KA on "The Cult of Reason"
Submitted by Kapitein Andre on Wed, 2009-12-09 23:30.
Fjordman,
A brilliant essay, especially given the number and complexity of issues covered. To my mind, scientific inquiry is as much a quest to support faith in reason, as philosophical, religious or spiritual belief is an attempt at explaining natural processes. Rationality without faith offers the rationalist no raison d'être, and faith without reason condemns the believer to the law of the jungle or the seemingly more pleasant state of nature.
It is difficult to describe the World Wars as “bad”, without decrying too the conditions that produced or enabled them.

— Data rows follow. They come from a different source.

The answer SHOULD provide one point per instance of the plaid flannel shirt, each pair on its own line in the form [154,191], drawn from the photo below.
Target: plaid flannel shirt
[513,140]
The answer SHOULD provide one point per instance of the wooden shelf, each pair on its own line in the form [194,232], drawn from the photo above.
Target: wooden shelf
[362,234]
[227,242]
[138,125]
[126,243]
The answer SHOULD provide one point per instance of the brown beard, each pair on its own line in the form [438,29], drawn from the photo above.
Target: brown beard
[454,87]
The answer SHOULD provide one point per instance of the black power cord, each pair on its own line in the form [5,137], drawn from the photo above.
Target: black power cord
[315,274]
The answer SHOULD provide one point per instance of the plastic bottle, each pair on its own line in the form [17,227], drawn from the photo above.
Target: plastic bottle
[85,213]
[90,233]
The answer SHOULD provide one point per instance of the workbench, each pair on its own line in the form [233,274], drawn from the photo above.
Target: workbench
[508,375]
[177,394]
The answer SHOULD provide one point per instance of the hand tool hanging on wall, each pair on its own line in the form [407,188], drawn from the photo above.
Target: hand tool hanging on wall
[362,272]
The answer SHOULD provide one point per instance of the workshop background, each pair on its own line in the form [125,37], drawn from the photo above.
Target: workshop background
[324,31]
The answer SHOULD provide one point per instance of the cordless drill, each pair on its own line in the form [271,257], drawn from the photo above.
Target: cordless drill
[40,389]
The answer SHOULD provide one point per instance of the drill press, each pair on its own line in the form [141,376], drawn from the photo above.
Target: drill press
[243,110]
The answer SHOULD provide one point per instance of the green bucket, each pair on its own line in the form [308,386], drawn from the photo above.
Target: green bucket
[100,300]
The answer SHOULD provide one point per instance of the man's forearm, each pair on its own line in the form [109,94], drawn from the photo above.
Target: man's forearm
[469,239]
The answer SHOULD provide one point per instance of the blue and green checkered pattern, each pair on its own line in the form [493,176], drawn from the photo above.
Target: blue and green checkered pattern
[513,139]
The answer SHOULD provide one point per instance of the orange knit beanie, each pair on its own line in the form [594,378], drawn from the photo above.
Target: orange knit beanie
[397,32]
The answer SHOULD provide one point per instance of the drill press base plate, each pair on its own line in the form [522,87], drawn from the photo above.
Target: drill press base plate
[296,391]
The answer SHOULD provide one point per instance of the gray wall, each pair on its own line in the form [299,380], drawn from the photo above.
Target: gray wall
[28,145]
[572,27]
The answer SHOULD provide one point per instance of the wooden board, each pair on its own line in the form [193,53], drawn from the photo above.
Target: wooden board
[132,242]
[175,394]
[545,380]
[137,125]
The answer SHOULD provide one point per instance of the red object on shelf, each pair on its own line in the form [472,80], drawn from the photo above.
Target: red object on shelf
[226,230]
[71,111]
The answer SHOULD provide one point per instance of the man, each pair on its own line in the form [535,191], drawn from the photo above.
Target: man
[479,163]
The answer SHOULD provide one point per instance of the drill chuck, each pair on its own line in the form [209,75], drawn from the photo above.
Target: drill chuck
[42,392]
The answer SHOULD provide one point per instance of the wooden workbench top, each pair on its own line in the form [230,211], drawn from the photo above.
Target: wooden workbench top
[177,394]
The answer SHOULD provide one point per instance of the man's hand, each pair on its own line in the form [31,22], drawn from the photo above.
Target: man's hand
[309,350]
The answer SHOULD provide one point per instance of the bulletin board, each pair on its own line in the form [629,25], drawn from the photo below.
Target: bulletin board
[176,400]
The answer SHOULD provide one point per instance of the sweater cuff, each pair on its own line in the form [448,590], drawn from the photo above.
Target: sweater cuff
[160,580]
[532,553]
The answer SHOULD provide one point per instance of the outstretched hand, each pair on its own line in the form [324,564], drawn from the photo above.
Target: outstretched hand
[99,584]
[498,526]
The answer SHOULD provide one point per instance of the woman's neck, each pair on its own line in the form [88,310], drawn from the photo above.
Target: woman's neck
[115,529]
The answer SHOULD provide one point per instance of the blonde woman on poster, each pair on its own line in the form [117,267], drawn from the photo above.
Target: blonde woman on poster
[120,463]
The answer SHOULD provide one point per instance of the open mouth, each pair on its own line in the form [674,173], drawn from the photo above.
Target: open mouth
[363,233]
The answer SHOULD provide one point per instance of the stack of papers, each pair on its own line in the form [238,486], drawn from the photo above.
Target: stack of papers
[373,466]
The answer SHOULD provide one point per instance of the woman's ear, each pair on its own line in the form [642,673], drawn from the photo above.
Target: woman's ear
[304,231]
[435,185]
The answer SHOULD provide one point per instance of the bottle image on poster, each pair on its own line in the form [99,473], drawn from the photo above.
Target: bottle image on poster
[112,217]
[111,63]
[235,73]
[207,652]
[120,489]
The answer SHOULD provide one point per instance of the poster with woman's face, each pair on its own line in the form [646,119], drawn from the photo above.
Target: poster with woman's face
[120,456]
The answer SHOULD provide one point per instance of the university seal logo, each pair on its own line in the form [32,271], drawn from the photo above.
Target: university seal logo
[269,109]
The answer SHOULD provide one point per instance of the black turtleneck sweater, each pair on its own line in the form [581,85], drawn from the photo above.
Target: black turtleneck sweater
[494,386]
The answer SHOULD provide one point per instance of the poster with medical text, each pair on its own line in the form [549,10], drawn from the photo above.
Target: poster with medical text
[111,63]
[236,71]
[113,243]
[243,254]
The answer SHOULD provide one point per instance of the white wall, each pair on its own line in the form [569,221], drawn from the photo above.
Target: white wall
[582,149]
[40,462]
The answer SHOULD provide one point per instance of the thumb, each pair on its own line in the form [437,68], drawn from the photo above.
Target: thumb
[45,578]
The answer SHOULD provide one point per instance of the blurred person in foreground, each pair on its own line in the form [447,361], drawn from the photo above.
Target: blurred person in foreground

In order to avoid tedious historical analysis, let us turn to the Cold War. Despite the optimism of the 1990s, popular opinion tends to view the present and future as more menacing than in 1988. Indeed, the West grew accustomed to the 10,000 Soviet nuclear warheads targeting it; perhaps the focus was on finances rather than national security. Moreover, balanced by the bipolar order and checked by MAD, war was reduced to small-scale or limited proxy affairs, rather than a mêlée of great powers.
Essentially, the menacing “peace” of the Cold War was preferable to the uncertainty, savagery and terrorist threats that followed it. The United States retreated during its brief so-called “unipolar moment”, in contrast to its global power projection in prior decades. But what if misunderstanding or cold calculation had “unleashed Armageddon” before the Wall came down? In the aftermath, as radioactive mutants huddled nearby the eternally burning forests for warmth, the preceding global order would be referred to as the familiar “tinderbox” of 1914 and 1939. Had Moscow allowed Vienna to revenge itself on Belgrade and had London and Paris lifted the slightest finger when Berlin decided to re-militarize the Rhineland, those multi-polar systems would have been seen as guarantors of peace.